I held on to Cirrus's neck tag the whole drive home. It is one of my most treasured possessions, and it now hangs above my jeweler's bench so I can see it every day.

I held on to Cirrus's neck tag the whole drive home. It is one of my most treasured possessions, and it now hangs above my jeweler's bench so I can see it every day.


I still think about Clementine, though I lost track of her a couple months later when she was moved out of the Reno corrals, most likely to long term holding. I think about how she saved me when I was lonely and scared, living in a new city, and how just knowing she was out there changed the course of my life. I was a serious introvert, away from my few close friends and family, giving my all at a job that drained my creativity - but through it all she was the glowing ember in my heart. It was thoughts of her that gave me the final push I needed to start my own business. To take the reins in my own life. And most importantly, I think about how meeting her put into motion the events that led me to Cirrus, the horse I’d been waiting my whole life to meet.
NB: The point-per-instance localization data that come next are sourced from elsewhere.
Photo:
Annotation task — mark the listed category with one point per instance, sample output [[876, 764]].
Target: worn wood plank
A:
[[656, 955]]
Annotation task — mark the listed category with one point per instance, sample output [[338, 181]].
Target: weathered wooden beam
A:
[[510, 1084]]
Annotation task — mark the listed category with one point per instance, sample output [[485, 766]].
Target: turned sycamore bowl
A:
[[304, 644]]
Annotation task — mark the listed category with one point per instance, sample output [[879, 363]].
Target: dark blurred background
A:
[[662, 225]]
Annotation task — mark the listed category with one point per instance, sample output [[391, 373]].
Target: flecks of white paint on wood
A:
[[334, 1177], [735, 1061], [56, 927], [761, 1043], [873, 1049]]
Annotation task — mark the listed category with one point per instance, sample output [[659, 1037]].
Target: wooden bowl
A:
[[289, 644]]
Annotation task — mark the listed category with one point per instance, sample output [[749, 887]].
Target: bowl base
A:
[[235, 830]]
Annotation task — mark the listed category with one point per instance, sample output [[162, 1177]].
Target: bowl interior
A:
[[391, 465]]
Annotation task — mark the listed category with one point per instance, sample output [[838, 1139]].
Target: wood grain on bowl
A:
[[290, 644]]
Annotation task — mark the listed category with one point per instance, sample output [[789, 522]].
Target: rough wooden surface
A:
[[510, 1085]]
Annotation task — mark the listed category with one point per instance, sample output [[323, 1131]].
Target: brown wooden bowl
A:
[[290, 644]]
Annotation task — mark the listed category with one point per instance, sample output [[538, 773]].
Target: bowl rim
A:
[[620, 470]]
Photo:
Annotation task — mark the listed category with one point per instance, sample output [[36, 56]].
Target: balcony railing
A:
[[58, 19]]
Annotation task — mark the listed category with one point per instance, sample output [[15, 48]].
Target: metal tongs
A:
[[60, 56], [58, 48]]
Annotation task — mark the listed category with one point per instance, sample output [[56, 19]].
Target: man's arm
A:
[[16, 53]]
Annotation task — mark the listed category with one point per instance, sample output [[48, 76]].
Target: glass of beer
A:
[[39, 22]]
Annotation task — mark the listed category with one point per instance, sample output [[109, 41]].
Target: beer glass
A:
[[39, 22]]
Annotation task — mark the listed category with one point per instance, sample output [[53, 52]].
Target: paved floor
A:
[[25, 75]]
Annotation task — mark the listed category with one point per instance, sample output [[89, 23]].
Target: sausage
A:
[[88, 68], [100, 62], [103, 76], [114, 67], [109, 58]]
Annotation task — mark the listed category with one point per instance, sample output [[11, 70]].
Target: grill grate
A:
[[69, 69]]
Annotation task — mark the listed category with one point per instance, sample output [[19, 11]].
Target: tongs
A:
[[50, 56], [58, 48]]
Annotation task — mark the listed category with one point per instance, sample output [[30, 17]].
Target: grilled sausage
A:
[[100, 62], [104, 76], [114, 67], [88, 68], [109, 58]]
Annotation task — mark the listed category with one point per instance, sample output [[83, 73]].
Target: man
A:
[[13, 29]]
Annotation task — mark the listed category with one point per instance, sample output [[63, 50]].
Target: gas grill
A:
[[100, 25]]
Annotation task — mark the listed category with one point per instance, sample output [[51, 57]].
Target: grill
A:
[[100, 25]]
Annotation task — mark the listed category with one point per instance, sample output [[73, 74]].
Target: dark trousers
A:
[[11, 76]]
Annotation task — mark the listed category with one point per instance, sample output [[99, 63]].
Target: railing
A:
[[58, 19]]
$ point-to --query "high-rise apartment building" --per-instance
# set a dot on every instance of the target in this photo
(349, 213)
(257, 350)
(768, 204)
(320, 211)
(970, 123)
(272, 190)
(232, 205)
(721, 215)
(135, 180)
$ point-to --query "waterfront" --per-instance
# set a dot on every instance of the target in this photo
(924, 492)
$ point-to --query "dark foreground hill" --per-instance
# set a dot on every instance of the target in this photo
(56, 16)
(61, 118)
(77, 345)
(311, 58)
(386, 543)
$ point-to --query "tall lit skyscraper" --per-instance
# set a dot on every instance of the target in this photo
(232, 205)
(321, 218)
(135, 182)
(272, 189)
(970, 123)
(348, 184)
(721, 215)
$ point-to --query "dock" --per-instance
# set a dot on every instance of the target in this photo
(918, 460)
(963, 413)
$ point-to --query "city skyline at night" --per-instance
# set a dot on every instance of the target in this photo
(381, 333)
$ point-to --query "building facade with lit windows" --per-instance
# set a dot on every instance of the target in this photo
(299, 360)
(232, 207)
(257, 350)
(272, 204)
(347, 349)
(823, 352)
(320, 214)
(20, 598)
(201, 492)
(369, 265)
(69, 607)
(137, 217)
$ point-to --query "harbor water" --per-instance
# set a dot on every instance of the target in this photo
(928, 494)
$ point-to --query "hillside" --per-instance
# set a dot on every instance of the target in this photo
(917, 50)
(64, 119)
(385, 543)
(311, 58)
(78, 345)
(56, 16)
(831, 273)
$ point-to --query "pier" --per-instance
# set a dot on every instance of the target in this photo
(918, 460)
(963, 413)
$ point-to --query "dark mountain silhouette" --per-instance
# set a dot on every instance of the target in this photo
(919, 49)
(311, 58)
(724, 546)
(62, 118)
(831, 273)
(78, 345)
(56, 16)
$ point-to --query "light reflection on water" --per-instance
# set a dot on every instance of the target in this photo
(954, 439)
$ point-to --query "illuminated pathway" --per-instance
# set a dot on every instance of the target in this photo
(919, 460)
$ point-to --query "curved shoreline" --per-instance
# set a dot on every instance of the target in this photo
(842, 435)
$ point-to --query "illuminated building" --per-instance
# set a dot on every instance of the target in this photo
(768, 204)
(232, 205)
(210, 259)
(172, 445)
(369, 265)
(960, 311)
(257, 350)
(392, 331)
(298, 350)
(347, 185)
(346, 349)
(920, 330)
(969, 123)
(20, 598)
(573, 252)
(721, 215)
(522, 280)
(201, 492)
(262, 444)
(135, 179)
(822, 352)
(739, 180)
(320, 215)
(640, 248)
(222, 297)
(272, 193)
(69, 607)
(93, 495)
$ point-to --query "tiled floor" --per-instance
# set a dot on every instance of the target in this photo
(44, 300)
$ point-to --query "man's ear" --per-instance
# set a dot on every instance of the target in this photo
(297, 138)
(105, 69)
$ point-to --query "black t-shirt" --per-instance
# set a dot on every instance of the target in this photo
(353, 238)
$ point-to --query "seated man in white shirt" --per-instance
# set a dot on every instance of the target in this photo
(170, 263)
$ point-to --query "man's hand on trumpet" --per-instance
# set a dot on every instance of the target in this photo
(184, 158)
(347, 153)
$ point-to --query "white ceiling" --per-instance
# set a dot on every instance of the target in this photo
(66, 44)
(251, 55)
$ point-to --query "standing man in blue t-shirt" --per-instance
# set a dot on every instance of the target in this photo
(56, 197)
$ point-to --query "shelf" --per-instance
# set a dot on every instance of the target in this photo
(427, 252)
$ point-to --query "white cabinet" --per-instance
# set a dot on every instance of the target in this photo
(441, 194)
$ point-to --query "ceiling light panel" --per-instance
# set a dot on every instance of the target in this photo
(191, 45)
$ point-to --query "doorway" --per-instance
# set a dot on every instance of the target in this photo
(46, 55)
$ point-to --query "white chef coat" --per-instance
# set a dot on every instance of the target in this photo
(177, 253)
I bestowed upon that elegant bay horse the name of a drifting prairie soul, lawless and free as the wind. A name that was pure sunshine and more wild than I ever believed I could be. But looking at things now, I think it’s the name I was trying to give myself - the self I was striving to become. Her hoof prints marked the the beginning of the path I’m walking today, this very minute. And if I’m being entirely honest, I think I may be following them still.